45.The copy cat syndrome is everywhere. If a Ugandan goes and holds a My Child is a Superstar event and it is a success then you can wait to see another chap bring, My Baby is a Hero, or My Little One has Swag, all poor imitations. It doesn’t stop at copying other Ugandans, and includes everything they see in other countries and then add Uganda in the title. Need I say the results are almost always disastrous or sad?
46.It’s trendy to marry twice. It is only Uganda where you go for an obscenely expensive introduction which you called meetings for to marry your wife, and then hold another extravagant ceremony for the wedding!

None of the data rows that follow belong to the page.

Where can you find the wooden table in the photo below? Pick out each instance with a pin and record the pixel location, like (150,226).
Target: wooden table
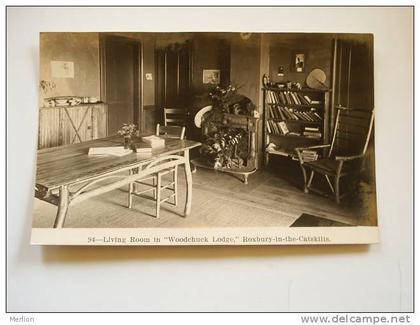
(61,169)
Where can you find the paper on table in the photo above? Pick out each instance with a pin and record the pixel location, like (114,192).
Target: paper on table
(109,151)
(154,141)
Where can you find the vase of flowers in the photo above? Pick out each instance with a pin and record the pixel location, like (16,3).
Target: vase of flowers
(128,131)
(223,145)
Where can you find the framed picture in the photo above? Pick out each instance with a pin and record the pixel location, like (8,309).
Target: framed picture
(299,61)
(211,77)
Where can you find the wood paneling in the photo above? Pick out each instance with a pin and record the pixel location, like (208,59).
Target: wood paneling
(74,124)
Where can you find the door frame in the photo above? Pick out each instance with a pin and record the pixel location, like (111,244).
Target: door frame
(103,38)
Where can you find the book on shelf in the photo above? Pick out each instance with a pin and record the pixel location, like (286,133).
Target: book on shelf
(289,97)
(285,113)
(309,155)
(277,127)
(312,132)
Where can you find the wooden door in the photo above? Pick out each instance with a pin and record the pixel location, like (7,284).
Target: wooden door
(173,69)
(120,80)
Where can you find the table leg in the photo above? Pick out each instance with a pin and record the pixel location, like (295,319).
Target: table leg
(62,207)
(188,177)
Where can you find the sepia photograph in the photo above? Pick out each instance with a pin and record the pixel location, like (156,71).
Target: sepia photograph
(170,130)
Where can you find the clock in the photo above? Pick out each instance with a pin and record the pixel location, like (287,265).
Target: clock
(316,79)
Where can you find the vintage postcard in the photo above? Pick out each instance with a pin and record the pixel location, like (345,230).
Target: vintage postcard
(215,138)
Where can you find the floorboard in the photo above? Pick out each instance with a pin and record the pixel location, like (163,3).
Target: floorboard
(219,200)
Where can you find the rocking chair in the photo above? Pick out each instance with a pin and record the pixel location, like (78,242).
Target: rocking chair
(346,151)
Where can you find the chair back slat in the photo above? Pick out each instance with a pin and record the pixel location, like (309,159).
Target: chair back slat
(351,132)
(174,132)
(173,116)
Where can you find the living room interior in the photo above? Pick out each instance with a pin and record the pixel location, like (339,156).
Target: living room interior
(254,101)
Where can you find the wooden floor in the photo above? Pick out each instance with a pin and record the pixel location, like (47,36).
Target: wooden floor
(219,200)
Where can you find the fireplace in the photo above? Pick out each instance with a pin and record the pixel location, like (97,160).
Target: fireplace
(229,139)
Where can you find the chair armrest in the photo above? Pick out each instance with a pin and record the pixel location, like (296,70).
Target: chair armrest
(313,147)
(346,158)
(299,151)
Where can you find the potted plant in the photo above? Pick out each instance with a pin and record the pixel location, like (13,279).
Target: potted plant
(127,131)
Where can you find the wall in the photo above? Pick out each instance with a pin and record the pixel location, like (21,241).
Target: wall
(318,50)
(210,52)
(80,48)
(245,66)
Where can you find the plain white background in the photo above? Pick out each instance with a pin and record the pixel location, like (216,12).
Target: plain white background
(331,278)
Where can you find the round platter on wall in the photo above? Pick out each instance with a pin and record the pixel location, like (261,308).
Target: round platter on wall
(198,117)
(316,79)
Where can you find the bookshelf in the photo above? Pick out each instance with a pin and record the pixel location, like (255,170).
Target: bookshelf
(294,118)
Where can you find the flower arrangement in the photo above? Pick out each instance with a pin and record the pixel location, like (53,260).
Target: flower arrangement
(222,146)
(127,130)
(47,86)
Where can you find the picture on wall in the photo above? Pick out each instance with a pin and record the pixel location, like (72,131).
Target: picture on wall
(211,77)
(299,62)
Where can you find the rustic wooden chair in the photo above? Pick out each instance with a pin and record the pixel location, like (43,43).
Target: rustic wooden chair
(174,132)
(153,182)
(349,143)
(173,116)
(156,169)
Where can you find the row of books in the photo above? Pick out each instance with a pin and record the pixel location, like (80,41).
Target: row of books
(309,155)
(312,132)
(277,127)
(289,98)
(284,113)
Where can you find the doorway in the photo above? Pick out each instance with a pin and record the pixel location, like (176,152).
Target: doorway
(120,80)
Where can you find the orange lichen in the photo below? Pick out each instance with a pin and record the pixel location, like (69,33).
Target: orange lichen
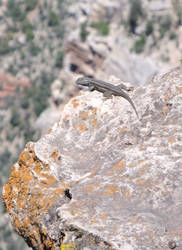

47.Ugandans eat expensive meal out, then go home with beans and complain about how costly beans or matooke is, not to forget skipping breakfast at home to eat delicious Katoogo at work or in town.
48.People have phones that can handle four sim cards and pose as if they have the iPhone 5. Ugandans also expect everyone to have a Warid line so they can make use of the free calls they provide. After you have given them your number, they ask “Do you have Warid?”
49.When a Uganda says I love grasshoppers (locally know as nsenene), ants (locally called nswa) or termites he doesn’t mean that he cares that their natural habitat is preserved and they stay safe from predators. Because he is the predator, who will make sure every time the season rolls around they obliterate every single one of them. Insects are delicacies in Uganda. The nsenene and nswa are so much loved that they cause traffic jam as motorists haggle on the road side. It is the one time on Ugandan roads when no one complains because the time in the jam can be happily spent chewing away.
50.You have to look left and right while crossing a one way street because Bodaboda go both ways everywhere.